Он потемнел, как туча.
– Нет, нет, нет… – страстно заторопилась она. – Нет, то было до тебя… Я себя соблюла для тебя… Я только к тому, что венчаться нам нельзя по их, брюхано-ву, закону. Да и не надо – я холопкой твоей буду, собакой, рогожей, о которую ноги потирают…
И снова огневые вихри, паля и пьяня, кружили их…
И падал из темноты нежными лёгкими звездинками редкий снежок. Изредка кто-нибудь из казаков поднимал на мгновение голову, смотрел вокруг дикими глазами, натягивал на голову свою одежонку и снова засыпал. Кони всё тревожились. Но торжественна и прекрасна была эта ночь для Ерика и Алёны: такой они еще ни разу не переживали и тогда, в дни их первой, молодой страсти. И они шёпотом рассказывали один другому о том, как жили они в разлуке. И когда что-нибудь особенно волновало Алёну, она прижималась всем лицом к его рукам, коленам, платью и целовала их. А потом опять поднимала на него свои тёмные глаза и, не выпуская его израненных рук, слушала, слушала, слушала… И в свою очередь она рассказывала ему, как пьяная, как во сне, как она искала его первое время, как ждала, как потом пробовала забыть всё в монастыре, как стали все считать её вещей жёнкой и как только что приговорил её воевода к сожжению в срубе.
Он весь побелел: так и теперь не конец!.. Так куда же от проклятых деваться?…
– Э, милый, полнока!.. Обойдётся… Раз ты теперь со мной, мне все нипочём.
Но у него заболела душа болью привычной – точно вот кто клещами сердце ухватил и не отпускает…
И так шла ночь. Иногда брызгали искрами угасающие костры. Лёгкий снежок реял над огнями. И тревожны были кони. Морозец усиливался, и иногда кто-нибудь из казаков вскакивал, поправлял огонь, топотал ногами, размахивал руками и снова, бормоча ругательства, норовил улечься как потеплее. И муть рассвета непогожего разливалась медлительно. А разведчиков всё не было…
– Бррррр… – зябло пустил отец Савва, вскакивая и топоча ногами дробно. – Вот так пробрало!.. Нет, что-то наши опочивальни плохо топят холопы – должно, хозяин дров жалеет… Бррр… Вставай, ребятушки, а то и Царство Небесное проспите… А ты так всю ночь и не спал, полковник? И чудной ты человек!.. Ты против Господа идти норовишь – для чего же Он, милостивец, и ночь сотворил, как не спать?… Бррр…

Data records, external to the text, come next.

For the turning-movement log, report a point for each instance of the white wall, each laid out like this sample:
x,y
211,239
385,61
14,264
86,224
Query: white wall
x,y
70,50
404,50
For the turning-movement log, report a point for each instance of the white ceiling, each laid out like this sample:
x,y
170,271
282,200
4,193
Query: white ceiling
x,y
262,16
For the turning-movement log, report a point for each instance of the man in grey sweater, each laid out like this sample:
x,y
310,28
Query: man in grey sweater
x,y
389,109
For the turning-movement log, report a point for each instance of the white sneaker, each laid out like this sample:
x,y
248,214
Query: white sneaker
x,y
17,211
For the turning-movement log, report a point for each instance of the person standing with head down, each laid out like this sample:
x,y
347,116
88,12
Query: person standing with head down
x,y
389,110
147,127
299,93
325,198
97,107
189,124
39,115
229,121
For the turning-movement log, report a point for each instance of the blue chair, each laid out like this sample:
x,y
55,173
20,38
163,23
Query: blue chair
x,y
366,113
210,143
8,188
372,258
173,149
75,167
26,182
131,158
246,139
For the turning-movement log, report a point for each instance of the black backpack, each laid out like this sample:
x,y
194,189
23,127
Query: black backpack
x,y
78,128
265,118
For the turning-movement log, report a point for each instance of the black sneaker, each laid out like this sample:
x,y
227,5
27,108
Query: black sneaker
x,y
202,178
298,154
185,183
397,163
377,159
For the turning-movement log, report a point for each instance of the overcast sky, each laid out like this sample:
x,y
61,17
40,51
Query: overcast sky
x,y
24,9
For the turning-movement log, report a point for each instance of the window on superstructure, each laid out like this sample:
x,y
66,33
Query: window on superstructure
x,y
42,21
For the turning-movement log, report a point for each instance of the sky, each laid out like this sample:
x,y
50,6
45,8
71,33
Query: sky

XXXII. «Глуподерзие и людодерство»
Табор зашевелился. Люди кашляли, плевались, переговаривались зяблыми, хриплыми голосами и тащили уже со всех сторон сушняк…
И вдруг из чащи на поляну вырвался худенький и рябой мужичонка в лапотках, рваном полушубке и без шапки. На лице его был испуг. Всё всполошилось.
– Братцы, спасайся!.. – негромко бросил он. – Царские люди рядом, в лесу…
Сперва заметались, потом обступили его тесно…
Оказалось, что двое повстанческих лазутчиков были захвачены врасплох драгунами, а один убит при попытке к бегству. Ещё с вечера подошли ратные люди к Темникову – конечно, было их видимо-невидимо, – и темниковцы, трясясь, встретили их крестным ходом. И сразу начальные люди стали пытать про Ерика да про Савву. Темниковцы позамялись было, но сейчас же скорым обычаем десятерых развесили по берёзам, темниковцы всё рассказали и дали зверовщиков вожатыми.